Compelled to explore the phone contraption, Schumacher found it was attached to nothing at all.
Modern man talks of a battle with nature, forgetting that, if he won the battle, he would find himself on the losing side
Schumacher’s various consultancies (including at one time chief editorial writer for The Times), allowed him to travel widely throughout the developing world, particularly India and Burma.
It was here, as an adviser to the Indian Development Commission, that he proclaimed that the “production from local resources for local needs is the most rational way of economic life.”
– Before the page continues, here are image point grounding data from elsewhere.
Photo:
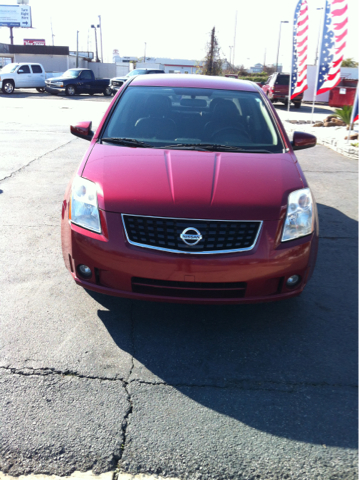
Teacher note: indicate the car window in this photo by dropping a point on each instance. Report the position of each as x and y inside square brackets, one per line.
[72, 73]
[10, 68]
[162, 116]
[282, 80]
[86, 75]
[24, 69]
[36, 69]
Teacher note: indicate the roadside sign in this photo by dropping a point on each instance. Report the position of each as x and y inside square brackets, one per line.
[33, 41]
[15, 16]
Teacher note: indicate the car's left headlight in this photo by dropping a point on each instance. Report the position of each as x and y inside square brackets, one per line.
[83, 209]
[299, 220]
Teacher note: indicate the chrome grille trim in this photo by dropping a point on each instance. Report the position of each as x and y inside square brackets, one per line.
[214, 252]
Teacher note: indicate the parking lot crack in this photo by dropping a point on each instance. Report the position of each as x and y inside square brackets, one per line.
[251, 385]
[45, 371]
[127, 384]
[12, 174]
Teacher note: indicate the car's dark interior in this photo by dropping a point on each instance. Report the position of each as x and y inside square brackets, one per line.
[155, 114]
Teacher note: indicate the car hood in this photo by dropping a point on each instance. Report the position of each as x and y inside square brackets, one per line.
[56, 79]
[188, 184]
[119, 79]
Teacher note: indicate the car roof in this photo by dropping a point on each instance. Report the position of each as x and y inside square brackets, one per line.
[193, 81]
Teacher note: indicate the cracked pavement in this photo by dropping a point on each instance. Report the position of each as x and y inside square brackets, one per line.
[89, 382]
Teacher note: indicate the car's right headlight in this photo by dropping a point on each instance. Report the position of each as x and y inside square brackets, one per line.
[83, 209]
[299, 220]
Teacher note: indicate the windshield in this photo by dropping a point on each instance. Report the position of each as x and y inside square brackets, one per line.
[136, 72]
[10, 68]
[71, 73]
[282, 80]
[192, 118]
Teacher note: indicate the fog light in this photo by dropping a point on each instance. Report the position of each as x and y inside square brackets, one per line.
[293, 280]
[84, 271]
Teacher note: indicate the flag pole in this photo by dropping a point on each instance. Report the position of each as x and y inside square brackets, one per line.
[353, 113]
[291, 67]
[320, 41]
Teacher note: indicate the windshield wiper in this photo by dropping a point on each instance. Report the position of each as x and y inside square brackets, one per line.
[210, 147]
[126, 142]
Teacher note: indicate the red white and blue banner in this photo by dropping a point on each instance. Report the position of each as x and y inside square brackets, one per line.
[355, 114]
[335, 31]
[300, 49]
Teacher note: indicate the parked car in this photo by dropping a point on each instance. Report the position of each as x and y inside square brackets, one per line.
[277, 89]
[22, 75]
[190, 191]
[76, 81]
[117, 82]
Anyone who traveled to the subcontinent before the late 1980' will recall the difficulties involved in clearing customs as India tried to protect her economy from the the rising tide of global trade.
Schumacher was also impressed by what he described as ‘appropriate technology’ — generally defined as small-scale, decentralized, labor-intensive, energy-efficient, environmentally sound, and locally autonomous.
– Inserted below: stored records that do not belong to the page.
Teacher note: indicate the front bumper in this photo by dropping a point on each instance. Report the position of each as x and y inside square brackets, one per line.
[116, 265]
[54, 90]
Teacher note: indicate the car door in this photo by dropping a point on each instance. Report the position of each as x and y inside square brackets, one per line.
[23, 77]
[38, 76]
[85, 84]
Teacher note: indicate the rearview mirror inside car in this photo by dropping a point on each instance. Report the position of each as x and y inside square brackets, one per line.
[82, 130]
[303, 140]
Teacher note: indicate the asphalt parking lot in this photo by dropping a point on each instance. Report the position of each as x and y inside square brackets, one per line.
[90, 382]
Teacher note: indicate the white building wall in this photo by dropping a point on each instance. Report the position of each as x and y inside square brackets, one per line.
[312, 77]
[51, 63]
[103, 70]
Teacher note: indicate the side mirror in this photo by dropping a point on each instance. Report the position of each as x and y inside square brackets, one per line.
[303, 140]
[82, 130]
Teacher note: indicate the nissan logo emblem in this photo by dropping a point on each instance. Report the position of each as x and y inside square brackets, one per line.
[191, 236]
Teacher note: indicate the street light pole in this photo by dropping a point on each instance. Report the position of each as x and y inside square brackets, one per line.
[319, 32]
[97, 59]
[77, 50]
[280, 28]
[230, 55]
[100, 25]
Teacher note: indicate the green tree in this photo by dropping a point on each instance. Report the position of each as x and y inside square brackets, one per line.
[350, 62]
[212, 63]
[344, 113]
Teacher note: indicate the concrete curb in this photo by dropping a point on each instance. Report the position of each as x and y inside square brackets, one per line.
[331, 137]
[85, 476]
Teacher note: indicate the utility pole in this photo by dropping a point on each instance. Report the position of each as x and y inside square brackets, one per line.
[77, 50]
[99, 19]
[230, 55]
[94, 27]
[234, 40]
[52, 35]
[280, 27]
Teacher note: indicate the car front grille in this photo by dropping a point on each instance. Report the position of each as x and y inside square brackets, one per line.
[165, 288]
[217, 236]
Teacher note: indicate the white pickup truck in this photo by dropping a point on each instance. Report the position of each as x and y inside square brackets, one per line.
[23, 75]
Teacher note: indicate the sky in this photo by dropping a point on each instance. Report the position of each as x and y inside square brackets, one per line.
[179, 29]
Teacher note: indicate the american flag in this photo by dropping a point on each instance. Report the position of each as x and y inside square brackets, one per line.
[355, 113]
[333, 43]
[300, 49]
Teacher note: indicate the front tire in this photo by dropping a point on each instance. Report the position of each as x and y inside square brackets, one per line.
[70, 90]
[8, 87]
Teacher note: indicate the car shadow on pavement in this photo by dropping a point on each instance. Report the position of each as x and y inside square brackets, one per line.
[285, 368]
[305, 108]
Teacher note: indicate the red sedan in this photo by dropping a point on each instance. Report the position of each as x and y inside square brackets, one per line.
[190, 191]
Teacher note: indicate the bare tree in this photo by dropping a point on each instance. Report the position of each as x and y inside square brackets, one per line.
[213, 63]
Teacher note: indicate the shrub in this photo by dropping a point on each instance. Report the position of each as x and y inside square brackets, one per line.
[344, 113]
By the early 1970’s the western philosophical zeitgeist was more than ready for Small is Beautiful, particularly Schumacher’s ideas of village based Buddhist economics derived from his own observations as well as his readings of Mahatma Gandhi and the philosophical anarchist Leopold Khor.
In later life Catholicism, particularly the Catholic Social Teaching movement deeply influenced his thinking.
So are Schumacher’s ideas still relevant today?
The world has changed dramatically since Schumacher’s death in 1977.
But I am reminded, ironically, of Donald Trump’s observation that a country that exports its manufacturing base to places where labour is cheap is going to end up with a serious unemployment problem at home — as has happened in the US during the past quarter century.
Although I am sure Schumacher would be no fan of Trump’s redneck conservatism, the same common-sense economic principles apply.
The continuing drive to invent labour-saving and environmentally “inappropriate technologies” only serve to concentrate wealth in the hands of global corporations at the expense of local communities, the environment and ordinary workers.
It is real work, wrote Schumacher, that forms human character.
In a world of hollow “bullshit jobs” as author David Graeber so eloquently puts it — where sitting in an office cubicle is valued more than working in a field, where automation of the production-line is valued more than individual craftsmanship - Schumacher’s views on economics as if people mattered are more relevant than ever.
Ultimately Small is Beautiful represents an existential call for humans to see themselves as being part of nature rather than driving themselves to dominate it.
He wrote: “[modern man talks] of a battle with nature, forgetting that, if he won the battle, he would find himself on the losing side”.
Well, it seems we’re fast approaching the losing side. E.F. Schumacher could once again offer a guide to the future.